Gabriel nodded. That was a great idea. The cooler he had to the right of his chair now was a poor excuse for storage if they were gone for days—even though a long trip like that was rare.
So far they’d covered changes to the view screen, communications equipment, and flooring, and now they were all the way into storage.
“It’s amazing,” Gabriel said. “I thought the design was perfect when we rolled out the Obscure.” That was a year ago.
“Well, you didn’t have a crew to give you more ideas.”
Gabriel folded his arms over his navy-blue T-shirt. “I guess that’s true.”
“And,” Peter said, “we can decorate the shelves.” He looked up. “You know?”
“Decorate it? Like with The Blob posters?”

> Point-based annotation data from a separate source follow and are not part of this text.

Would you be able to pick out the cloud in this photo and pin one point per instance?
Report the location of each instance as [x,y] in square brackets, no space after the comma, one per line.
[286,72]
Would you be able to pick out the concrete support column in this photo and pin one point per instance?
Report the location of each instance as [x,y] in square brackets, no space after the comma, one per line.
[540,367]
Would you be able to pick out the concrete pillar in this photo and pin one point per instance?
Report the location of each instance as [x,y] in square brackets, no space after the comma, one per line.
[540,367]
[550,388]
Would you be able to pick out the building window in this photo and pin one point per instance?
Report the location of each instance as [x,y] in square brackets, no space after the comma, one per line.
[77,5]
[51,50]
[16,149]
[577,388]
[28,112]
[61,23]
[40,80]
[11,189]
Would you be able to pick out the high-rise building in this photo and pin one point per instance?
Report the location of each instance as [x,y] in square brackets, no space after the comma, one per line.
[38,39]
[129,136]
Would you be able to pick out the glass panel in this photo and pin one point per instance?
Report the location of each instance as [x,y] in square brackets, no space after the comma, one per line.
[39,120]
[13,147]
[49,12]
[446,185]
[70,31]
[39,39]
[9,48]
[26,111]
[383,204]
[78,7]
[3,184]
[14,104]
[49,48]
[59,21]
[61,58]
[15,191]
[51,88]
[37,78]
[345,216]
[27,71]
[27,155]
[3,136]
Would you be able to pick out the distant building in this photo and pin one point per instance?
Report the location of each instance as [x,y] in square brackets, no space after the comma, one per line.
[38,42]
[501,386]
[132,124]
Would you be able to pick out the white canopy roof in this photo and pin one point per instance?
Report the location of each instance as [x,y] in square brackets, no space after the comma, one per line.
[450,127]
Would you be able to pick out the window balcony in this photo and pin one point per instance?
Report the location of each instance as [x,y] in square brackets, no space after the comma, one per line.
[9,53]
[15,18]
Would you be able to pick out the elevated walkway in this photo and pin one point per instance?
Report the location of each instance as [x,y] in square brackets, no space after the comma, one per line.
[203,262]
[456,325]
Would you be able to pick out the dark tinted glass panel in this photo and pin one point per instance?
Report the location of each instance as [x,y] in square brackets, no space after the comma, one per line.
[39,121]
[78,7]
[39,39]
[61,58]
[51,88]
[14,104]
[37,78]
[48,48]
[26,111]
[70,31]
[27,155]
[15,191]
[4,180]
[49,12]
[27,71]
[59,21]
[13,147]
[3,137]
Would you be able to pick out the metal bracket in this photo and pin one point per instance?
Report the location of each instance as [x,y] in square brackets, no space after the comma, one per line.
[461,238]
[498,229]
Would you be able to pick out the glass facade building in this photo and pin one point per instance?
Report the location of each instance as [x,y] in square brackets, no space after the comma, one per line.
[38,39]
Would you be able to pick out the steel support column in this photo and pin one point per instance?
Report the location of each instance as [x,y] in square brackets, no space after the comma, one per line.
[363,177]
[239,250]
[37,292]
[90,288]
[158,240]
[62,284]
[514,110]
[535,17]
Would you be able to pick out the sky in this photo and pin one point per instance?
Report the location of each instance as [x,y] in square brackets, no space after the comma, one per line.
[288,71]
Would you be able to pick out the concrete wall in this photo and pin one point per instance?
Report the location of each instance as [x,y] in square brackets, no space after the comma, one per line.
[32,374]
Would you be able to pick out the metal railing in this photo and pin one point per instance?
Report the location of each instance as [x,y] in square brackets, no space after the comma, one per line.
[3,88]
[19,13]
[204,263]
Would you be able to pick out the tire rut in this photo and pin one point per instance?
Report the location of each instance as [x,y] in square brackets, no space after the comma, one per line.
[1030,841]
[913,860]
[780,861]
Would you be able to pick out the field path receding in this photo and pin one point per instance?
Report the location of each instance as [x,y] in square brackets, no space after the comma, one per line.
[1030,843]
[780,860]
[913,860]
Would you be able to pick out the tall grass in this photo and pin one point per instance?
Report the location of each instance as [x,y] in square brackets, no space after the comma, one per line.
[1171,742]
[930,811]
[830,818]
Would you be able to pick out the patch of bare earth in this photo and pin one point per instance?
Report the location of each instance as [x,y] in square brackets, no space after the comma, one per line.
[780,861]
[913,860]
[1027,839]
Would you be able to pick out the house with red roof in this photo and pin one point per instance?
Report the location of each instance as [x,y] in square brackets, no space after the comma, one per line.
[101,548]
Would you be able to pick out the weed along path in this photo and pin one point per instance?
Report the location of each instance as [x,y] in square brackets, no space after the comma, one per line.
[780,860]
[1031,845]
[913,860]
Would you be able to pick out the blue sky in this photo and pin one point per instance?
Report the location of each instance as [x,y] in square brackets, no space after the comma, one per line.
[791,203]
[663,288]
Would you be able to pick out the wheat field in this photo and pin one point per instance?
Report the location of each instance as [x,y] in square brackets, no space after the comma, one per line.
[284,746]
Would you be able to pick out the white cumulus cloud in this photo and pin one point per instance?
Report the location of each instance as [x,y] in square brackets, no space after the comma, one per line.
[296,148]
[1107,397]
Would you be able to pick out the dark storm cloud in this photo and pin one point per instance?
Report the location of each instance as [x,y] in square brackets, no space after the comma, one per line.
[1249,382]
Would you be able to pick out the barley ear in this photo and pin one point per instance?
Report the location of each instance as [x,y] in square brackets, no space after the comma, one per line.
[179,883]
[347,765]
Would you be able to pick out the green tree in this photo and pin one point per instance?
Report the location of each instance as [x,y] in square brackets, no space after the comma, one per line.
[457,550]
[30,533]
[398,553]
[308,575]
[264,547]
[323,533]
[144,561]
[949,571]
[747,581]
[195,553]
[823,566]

“What, there’s a Nemo regulation against Technicolor? Sure! Misty’s, too.” Peter moved over next to Gabriel and indicated her station. “Oh,” he said abruptly as though just getting an idea. He turned around and ran to the corner of the room, rummaging through a stack of school papers. He came back with two tiny pieces of colored paper, which he rolled into balls, one pink and one green. He put the pink ball on the cardboard that indicated Misty’s station on the Obscure—ops and weapons—and the green on the floor behind her spot. He picked up a Sharpie and quickly drew a long rectangle. “Imagine there’s a wall there.”
“What’s the pink…?”
“It’s the Troll doll,” Peter said. Misty had stuck a wild-haired doll to her station a few weeks ago.
Gabriel snorted because he loved that the Troll was now built into their model. “What’s the green ball?”
“It’s a plant,” Peter said. “Haven’t you seen her room? She has plants.”
“Sure, okay.” Gabriel ran his fingers through his hair. “But how are you gonna secure a plant when we go into a steep dive?”